Los libros, como las personas y los eventos tienen su momento óptimo, el ni fu ni fa y el pésimo. Cuando apareció la novela de Hannah Tinti en 2010 en el mercado español y a pesar de la preciosa traducción de  Jesús Zulaika, los astros que confluyen en el lector y su momento y la novela y el suyo se anularon mutuamente y mi lectura fue descuidada y la reseña respetuosa pero sin profundidad. Me pareció una truculenta y casi "gore" recreación de los mundos deprimidos y oscuros del Dickens más crítico y sentimental y del Edgard Allan Poe menos feliz. Con el paso de los años y a causa de haberle regalado un ejemplar a un amigo y su entusiasta reacción, pensé que quizá no había sido justo con la novela, en unos tiempos en los que el tiempo era un déspota exigente. Ahora, en una época más reflexiva y serena, la nueva lectura de esta novela, también me ha permitido advertir y gozar de valores que me han habían pasado medio ocultos.

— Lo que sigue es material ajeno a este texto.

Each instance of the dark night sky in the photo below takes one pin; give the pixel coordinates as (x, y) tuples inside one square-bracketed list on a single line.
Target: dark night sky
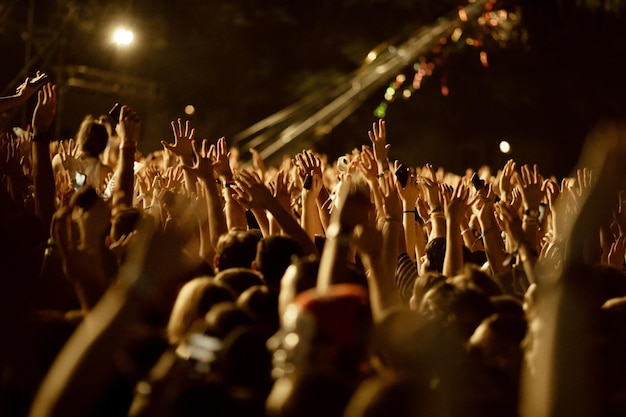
[(237, 63)]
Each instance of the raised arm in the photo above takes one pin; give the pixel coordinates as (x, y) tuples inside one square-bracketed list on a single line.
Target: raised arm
[(379, 251), (22, 93), (250, 188), (43, 176), (455, 207), (128, 130), (234, 212), (309, 169), (184, 135), (203, 168)]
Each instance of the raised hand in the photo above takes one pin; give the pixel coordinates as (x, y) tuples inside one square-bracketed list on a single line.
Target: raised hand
[(204, 164), (531, 186), (280, 190), (221, 163), (616, 253), (409, 193), (367, 164), (378, 136), (456, 203), (183, 137), (308, 163), (128, 127), (504, 182), (431, 191), (46, 108), (251, 190), (258, 163), (69, 152), (510, 221)]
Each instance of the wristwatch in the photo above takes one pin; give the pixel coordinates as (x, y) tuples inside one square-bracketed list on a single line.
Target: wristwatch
[(532, 213)]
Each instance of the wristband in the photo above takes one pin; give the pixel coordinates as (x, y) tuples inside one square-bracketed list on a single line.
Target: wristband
[(342, 237), (534, 213), (42, 137)]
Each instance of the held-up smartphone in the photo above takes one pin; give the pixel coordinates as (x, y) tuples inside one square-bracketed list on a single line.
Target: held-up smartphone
[(402, 174), (308, 182), (87, 198), (478, 183), (542, 211), (38, 80), (201, 350), (115, 112), (79, 181)]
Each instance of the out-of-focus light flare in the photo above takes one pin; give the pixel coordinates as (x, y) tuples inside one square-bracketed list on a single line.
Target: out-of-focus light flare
[(483, 59), (456, 35), (462, 15), (381, 110), (123, 36)]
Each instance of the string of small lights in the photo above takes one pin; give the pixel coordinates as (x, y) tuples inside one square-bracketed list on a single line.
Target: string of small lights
[(499, 26)]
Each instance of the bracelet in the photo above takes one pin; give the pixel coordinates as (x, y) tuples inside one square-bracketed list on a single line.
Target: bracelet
[(488, 230), (530, 220), (42, 137), (342, 237), (532, 213)]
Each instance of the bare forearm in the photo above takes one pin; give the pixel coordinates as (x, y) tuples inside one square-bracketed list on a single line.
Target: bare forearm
[(310, 219), (43, 178), (453, 258), (125, 173), (291, 227)]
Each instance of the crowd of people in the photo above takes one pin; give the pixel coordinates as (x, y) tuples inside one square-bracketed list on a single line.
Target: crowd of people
[(183, 283)]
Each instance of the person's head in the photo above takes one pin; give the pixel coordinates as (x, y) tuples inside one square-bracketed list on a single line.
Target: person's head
[(298, 277), (274, 254), (461, 308), (123, 222), (498, 339), (262, 305), (326, 330), (194, 300), (92, 136), (237, 248), (474, 278), (422, 285), (224, 317), (398, 397), (435, 252), (239, 279), (405, 342)]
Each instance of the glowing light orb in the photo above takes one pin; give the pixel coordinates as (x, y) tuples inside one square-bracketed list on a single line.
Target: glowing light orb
[(123, 36)]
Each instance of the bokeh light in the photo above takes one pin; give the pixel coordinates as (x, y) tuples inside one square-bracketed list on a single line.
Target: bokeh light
[(505, 146), (123, 36)]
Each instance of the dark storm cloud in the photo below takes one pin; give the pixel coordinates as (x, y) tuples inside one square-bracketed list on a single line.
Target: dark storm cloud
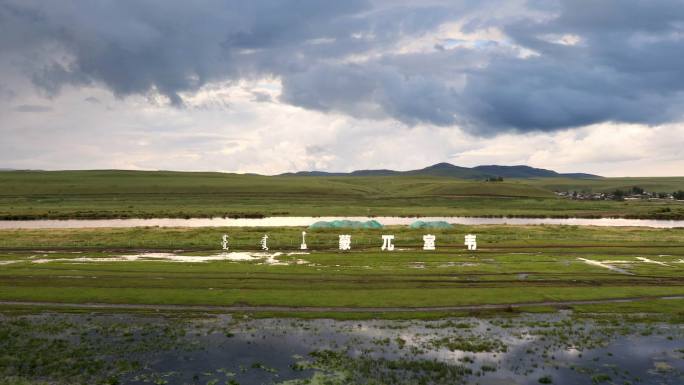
[(625, 65), (32, 108)]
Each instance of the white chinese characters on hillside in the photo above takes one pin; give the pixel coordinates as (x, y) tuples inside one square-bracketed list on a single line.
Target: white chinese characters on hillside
[(303, 245), (429, 242), (345, 242), (387, 242), (471, 241), (264, 242), (224, 242)]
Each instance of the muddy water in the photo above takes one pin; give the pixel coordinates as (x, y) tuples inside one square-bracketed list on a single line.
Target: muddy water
[(306, 221), (515, 350)]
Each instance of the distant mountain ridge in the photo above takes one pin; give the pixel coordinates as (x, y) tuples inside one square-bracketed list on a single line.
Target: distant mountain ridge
[(450, 170)]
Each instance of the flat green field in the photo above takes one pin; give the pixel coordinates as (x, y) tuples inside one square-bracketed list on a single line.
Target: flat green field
[(133, 194), (180, 266)]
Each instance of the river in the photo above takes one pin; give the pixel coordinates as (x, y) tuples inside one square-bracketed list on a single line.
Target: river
[(306, 221)]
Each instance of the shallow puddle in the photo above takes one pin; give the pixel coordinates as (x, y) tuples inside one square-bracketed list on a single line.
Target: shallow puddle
[(524, 349)]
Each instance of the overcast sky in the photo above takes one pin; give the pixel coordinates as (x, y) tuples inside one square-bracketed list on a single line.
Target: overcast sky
[(270, 86)]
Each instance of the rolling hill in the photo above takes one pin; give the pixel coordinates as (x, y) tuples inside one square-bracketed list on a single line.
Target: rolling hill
[(450, 170)]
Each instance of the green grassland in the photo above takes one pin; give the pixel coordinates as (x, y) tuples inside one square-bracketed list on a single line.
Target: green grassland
[(134, 194), (514, 265)]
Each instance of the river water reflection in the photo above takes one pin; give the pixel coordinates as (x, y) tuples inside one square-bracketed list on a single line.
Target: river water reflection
[(524, 350)]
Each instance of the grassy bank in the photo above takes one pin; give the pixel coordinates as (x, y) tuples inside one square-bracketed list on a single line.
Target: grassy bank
[(514, 264)]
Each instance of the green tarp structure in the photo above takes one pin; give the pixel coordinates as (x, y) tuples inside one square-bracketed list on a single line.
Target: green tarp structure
[(346, 224), (431, 225)]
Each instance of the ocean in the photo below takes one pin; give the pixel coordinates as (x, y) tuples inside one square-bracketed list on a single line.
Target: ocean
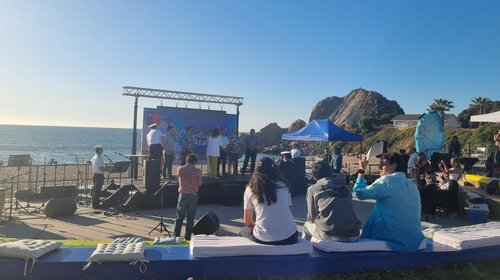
[(64, 144)]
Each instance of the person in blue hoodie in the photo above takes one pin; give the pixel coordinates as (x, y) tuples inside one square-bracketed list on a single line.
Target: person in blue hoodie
[(395, 218)]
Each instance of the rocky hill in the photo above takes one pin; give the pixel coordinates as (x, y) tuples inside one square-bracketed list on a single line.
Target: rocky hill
[(347, 111), (343, 111)]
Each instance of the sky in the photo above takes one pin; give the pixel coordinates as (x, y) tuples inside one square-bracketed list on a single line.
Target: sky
[(65, 62)]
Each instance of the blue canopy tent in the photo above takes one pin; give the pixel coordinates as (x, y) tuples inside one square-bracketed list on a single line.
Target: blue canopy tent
[(429, 135), (317, 130), (322, 130)]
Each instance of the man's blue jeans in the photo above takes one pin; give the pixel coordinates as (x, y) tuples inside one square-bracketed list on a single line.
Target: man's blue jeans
[(187, 202)]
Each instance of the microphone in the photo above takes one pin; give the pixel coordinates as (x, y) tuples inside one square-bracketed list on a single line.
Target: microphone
[(108, 158)]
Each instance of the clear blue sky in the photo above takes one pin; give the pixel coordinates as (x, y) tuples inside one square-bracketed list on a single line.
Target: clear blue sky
[(65, 62)]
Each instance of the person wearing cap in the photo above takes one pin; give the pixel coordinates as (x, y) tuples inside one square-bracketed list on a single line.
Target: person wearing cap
[(267, 195), (189, 184), (395, 217), (98, 177), (295, 150), (330, 212), (154, 142)]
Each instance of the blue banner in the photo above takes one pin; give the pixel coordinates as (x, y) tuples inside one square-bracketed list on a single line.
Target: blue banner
[(201, 120)]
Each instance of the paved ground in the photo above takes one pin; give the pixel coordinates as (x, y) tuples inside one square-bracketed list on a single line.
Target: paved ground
[(88, 224)]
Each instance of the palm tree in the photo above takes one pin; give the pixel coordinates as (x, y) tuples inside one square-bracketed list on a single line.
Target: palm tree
[(441, 105), (480, 103)]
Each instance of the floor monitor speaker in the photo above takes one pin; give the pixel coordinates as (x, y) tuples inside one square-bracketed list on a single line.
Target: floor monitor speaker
[(207, 224), (152, 174), (57, 207)]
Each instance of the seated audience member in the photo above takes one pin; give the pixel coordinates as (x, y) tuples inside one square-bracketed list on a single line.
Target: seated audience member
[(286, 168), (427, 195), (267, 195), (423, 166), (330, 213), (336, 161), (395, 218), (454, 148), (327, 155), (455, 171), (493, 163)]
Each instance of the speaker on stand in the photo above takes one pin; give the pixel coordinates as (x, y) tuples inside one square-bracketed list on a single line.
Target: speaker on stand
[(207, 224), (152, 172)]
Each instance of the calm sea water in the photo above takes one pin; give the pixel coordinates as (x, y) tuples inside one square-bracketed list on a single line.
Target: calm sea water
[(64, 144)]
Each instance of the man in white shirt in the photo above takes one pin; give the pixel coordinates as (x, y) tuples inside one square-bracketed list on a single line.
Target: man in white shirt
[(154, 142), (98, 178), (295, 150), (412, 165), (223, 154)]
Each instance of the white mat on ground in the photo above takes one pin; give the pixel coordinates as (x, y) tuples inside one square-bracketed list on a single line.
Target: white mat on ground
[(361, 245), (467, 237), (219, 246)]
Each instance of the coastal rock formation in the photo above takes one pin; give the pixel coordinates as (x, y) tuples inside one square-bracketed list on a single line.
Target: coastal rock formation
[(297, 124), (271, 135), (348, 110), (324, 108)]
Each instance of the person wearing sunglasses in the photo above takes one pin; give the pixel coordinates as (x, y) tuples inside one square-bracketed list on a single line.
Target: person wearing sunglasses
[(395, 217)]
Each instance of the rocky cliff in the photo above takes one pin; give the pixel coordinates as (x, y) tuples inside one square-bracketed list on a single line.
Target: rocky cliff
[(347, 111)]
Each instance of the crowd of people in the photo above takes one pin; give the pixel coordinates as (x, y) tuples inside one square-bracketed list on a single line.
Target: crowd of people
[(406, 179)]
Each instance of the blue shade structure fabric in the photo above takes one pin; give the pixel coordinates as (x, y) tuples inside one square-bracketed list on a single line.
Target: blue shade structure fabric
[(321, 130), (429, 135)]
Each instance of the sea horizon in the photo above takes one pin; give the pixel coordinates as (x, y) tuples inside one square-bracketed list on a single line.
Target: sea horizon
[(64, 144)]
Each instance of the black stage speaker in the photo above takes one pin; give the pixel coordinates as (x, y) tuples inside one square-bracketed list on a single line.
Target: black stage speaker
[(299, 183), (58, 191), (152, 174), (57, 207), (436, 159), (133, 201), (207, 224), (118, 196)]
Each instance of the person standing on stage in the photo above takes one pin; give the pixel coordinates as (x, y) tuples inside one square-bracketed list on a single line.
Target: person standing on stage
[(233, 152), (251, 142), (154, 142), (187, 144), (169, 141), (98, 178), (189, 183), (295, 150), (223, 153), (214, 144)]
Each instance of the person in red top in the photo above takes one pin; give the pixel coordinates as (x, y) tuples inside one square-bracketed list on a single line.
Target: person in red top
[(189, 183)]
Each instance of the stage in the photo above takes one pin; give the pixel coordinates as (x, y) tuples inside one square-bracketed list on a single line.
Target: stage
[(227, 190)]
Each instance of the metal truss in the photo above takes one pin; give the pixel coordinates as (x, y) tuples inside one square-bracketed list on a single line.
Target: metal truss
[(182, 96)]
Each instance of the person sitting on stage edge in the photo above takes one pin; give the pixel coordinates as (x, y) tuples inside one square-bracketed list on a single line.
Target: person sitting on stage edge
[(395, 218), (169, 141), (98, 178), (330, 213), (154, 142), (189, 183), (268, 195)]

Resumiendo, "El buen ladrón" es una excelente primera novela, con algunos defectos nimios y excesos argumentales algo imprudentes, pero en conjunto una divertida, emocionante, sugestiva y provocativa narración, llevada con pulso firme casi siempre, hábil en la creación de personajes y eventos: merece un notable alto, sin duda. Los avatares del huérfano Ren en un oscuro y tétrico orfanato de la Nueva Inglaterra del siglo XIX, tienen la habilidad dickensiana y sus posteriores aventuras con el joven "protector" y maestro en malas artes (un personaje que recuerda al John Silver de Stevenson) hacen lo propio con algunas narraciones de Poe y el mismo Robert Louis que tiene una novela con el título de "Los ladrones de cadáveres". Una vez sugeridas las fuentes, en honor de la verdad, hay que decir que  Hannah Tinti (por cierto nacida en Salem, patria de las brujas) se desmarca por completo de sus fuentes y nos ofrece una carga original de truculencia, sentido del humor, ironía y sentimentalismo nada pegajoso.

La novela es un canto a la narrativa oral y juega con los lectores de manera muy inteligente para lograr cerrar el anillo argumental de una forma inesperada y dinámica. Mi consejo: no se la pierdan.

FICHA

EL BUEN LADRÓN.-Hannah Tinti.-Trad. Jaime Zulaika. Anagrama. 356 págs.